ECLI:NL:RBNHO:2025:766
Rechtbank Noord-Holland
- Eerste aanleg - meervoudig
- Rechtspraak.nl
Bestuursrechtelijke procedure inzake verzoek om informatie op basis van de Wet openbaarheid van bestuur
In deze zaak heeft eiseres op 16 augustus 2021 een verzoek ingediend op basis van de Wet openbaarheid van bestuur (Wob) bij het college van burgemeester en wethouders van de gemeente Zaanstad. Op 18 november 2021 heeft het college besloten op het verzoek, waarbij persoonsgegevens en financiële informatie zijn weggelakt. Eiseres ging in bezwaar tegen dit besluit, waarna het college op 13 mei 2022 aankondigde een nadere zoekslag uit te voeren. Op 5 oktober 2022 werd een beslissing op bezwaar genomen, waarbij het college deels tegemoetkwam aan de bezwaren van eiseres. Na een tweede zoekslag heeft het college op 4 juni 2024 een gewijzigd besluit genomen, waartegen eiseres op 18 juni 2024 haar beroep handhaafde.

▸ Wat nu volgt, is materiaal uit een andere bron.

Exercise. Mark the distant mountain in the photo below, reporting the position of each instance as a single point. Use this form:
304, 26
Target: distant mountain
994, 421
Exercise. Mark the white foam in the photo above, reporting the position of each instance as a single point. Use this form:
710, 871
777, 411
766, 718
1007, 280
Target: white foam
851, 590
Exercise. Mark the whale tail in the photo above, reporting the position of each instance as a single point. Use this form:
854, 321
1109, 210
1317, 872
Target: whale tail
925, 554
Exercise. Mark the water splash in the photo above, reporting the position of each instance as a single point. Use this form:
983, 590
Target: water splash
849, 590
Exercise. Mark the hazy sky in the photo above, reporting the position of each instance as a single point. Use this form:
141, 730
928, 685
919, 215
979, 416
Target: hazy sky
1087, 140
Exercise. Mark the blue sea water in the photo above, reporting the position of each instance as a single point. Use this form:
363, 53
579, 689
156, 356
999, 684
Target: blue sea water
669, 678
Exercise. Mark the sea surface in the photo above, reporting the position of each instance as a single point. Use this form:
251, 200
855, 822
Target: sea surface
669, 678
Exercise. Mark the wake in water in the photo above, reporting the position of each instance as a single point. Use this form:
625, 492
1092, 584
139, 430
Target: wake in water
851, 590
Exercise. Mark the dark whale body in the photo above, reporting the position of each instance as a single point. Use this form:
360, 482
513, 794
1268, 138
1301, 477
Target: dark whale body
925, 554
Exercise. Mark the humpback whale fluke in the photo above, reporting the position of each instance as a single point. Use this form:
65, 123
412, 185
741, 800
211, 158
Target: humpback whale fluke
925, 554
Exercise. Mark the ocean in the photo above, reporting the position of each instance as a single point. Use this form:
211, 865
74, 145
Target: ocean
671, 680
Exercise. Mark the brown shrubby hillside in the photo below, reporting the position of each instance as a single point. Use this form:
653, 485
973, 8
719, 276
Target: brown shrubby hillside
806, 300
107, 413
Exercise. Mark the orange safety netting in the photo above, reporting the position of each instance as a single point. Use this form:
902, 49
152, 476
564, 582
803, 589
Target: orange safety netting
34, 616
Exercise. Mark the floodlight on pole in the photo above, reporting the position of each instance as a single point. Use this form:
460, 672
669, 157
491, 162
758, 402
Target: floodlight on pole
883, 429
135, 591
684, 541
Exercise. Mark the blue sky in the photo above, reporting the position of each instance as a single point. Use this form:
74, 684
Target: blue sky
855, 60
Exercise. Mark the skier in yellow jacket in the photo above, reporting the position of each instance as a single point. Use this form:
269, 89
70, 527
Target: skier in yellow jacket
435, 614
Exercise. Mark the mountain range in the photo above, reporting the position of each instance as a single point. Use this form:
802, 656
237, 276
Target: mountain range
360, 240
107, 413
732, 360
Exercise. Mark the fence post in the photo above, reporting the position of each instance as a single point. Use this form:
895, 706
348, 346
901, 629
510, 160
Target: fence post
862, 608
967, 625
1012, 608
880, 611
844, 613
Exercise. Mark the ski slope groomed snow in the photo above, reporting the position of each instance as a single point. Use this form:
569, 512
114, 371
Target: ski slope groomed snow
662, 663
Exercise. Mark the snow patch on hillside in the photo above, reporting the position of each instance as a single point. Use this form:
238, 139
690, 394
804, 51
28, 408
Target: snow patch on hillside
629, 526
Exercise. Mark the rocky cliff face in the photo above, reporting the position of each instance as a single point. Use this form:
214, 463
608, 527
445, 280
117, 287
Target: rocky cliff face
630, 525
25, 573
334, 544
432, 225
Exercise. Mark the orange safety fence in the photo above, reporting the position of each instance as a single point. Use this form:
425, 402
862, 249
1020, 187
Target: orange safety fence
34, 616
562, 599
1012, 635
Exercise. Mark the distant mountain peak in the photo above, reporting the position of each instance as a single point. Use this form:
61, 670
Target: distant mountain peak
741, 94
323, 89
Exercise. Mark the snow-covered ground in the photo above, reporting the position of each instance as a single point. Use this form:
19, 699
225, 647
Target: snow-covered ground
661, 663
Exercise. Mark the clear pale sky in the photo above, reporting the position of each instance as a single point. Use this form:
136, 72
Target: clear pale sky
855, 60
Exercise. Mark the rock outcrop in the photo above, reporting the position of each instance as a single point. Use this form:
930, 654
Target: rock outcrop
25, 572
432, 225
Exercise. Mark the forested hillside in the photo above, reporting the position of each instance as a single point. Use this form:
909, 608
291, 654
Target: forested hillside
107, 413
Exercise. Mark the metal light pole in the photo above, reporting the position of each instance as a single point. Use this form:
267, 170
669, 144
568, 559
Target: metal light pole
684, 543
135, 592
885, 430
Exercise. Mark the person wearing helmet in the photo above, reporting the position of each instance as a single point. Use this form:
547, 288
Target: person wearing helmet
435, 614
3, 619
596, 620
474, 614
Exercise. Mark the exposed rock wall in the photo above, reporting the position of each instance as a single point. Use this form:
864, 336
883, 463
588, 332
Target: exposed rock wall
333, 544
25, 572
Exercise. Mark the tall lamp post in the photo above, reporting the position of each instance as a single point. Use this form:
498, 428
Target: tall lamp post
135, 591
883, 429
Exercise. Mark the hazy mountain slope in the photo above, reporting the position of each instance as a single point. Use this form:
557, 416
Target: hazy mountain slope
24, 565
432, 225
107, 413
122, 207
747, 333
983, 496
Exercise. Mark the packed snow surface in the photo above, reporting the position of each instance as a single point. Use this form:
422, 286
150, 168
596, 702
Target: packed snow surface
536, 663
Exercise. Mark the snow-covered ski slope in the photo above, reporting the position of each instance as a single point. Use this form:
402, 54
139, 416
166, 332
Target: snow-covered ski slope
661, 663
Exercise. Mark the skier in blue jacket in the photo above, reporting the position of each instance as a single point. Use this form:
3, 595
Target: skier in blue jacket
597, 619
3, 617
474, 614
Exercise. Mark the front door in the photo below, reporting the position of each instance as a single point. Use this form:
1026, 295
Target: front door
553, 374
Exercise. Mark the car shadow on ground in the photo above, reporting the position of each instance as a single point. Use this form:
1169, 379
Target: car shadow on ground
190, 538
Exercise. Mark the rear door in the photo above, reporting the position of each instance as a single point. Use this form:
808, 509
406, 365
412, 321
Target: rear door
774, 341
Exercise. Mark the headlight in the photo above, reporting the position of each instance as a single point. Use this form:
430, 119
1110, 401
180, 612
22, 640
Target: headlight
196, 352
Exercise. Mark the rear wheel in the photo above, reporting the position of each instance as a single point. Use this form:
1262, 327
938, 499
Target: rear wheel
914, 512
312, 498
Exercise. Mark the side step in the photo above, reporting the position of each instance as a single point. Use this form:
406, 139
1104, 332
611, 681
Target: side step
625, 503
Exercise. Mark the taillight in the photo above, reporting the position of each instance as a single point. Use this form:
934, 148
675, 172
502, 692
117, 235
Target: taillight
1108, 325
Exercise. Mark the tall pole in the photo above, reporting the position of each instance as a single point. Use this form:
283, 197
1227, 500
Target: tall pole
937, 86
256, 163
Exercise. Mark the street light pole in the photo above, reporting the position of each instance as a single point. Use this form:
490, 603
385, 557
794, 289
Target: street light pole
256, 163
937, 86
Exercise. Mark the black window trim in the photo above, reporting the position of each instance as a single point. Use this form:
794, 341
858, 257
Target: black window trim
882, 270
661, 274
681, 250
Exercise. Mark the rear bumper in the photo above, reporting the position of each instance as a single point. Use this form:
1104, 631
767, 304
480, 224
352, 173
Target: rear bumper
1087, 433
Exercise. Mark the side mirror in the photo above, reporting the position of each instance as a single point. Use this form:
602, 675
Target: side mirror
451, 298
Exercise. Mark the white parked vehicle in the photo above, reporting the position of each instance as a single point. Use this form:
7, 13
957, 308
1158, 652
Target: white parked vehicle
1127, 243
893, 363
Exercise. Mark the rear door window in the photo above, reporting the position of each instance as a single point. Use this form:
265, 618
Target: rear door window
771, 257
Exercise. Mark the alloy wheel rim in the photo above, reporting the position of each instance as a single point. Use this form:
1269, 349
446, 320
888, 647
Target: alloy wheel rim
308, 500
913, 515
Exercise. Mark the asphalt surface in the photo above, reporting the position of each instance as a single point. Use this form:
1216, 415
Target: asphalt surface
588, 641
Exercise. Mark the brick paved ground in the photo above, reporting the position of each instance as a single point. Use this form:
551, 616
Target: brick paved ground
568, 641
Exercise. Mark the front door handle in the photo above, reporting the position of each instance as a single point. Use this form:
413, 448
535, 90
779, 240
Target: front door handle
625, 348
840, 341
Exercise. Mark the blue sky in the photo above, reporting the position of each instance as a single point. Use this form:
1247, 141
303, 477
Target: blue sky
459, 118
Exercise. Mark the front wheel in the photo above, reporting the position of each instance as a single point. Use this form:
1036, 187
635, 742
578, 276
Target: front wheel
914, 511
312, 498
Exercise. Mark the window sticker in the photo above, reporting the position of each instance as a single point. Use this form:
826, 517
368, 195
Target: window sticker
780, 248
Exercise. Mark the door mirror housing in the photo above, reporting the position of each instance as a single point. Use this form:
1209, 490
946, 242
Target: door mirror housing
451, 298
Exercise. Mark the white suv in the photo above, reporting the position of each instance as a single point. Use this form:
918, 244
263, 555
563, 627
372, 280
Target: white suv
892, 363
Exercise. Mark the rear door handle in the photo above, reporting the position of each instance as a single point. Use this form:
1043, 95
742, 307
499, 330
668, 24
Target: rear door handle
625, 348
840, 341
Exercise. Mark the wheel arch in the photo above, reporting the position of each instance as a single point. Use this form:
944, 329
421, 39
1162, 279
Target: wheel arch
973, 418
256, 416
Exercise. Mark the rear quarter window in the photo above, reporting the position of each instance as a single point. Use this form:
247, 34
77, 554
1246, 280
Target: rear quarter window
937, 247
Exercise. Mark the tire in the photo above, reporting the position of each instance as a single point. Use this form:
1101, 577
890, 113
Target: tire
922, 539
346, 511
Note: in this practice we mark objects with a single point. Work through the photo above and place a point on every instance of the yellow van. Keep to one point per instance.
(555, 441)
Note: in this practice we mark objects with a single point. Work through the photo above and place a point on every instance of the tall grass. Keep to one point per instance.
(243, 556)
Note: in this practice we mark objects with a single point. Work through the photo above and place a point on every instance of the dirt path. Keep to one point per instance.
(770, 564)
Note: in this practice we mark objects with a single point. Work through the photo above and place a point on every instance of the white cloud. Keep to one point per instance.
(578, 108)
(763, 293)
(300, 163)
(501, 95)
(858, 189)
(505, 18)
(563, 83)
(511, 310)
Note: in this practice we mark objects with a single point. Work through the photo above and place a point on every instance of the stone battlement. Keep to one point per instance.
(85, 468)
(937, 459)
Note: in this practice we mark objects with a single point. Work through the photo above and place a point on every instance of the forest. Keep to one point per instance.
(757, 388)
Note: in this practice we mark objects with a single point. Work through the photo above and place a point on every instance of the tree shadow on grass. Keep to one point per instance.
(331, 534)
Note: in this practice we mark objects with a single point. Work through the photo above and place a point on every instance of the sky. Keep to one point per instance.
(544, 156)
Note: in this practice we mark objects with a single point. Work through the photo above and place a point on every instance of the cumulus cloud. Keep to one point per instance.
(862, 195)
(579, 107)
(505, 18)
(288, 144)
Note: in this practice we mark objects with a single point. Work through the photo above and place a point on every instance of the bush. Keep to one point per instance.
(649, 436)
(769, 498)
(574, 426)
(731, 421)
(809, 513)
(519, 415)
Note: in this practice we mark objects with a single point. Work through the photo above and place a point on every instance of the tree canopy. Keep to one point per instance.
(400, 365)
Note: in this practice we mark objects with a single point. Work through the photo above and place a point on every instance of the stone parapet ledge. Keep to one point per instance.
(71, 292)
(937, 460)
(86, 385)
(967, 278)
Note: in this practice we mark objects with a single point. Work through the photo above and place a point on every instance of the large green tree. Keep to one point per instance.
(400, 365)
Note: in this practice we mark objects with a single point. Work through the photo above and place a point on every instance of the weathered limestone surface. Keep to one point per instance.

De rechtbank heeft het beroep op 9 juli 2024 behandeld, maar eiseres en haar gemachtigde hebben zich afgemeld. Tijdens de zitting is afgesproken dat het college een nieuw besluit op bezwaar zou nemen. Dit leidde tot een nieuwe beslissing op 26 augustus 2024, waarop eiseres op 11 september 2024 reageerde. De rechtbank heeft het onderzoek gesloten, omdat partijen geen tweede zitting wensten.
Eiseres betwistte de zorgvuldigheid van de zoekslag en stelde dat er documenten ontbraken. De rechtbank oordeelde dat het college voldoende had gemotiveerd dat alle relevante stukken openbaar waren gemaakt. De rechtbank concludeerde dat eiseres niet aannemelijk had gemaakt dat er meer documenten onder het college berusten en dat het college al het mogelijke had gedaan om aan de verzoeken te voldoen. De rechtbank verklaarde het beroep gegrond voor de besluiten van 5 oktober 2022 en 4 juni 2024, maar ongegrond voor het besluit van 26 augustus 2024. Het college moet het griffierecht aan eiseres vergoeden.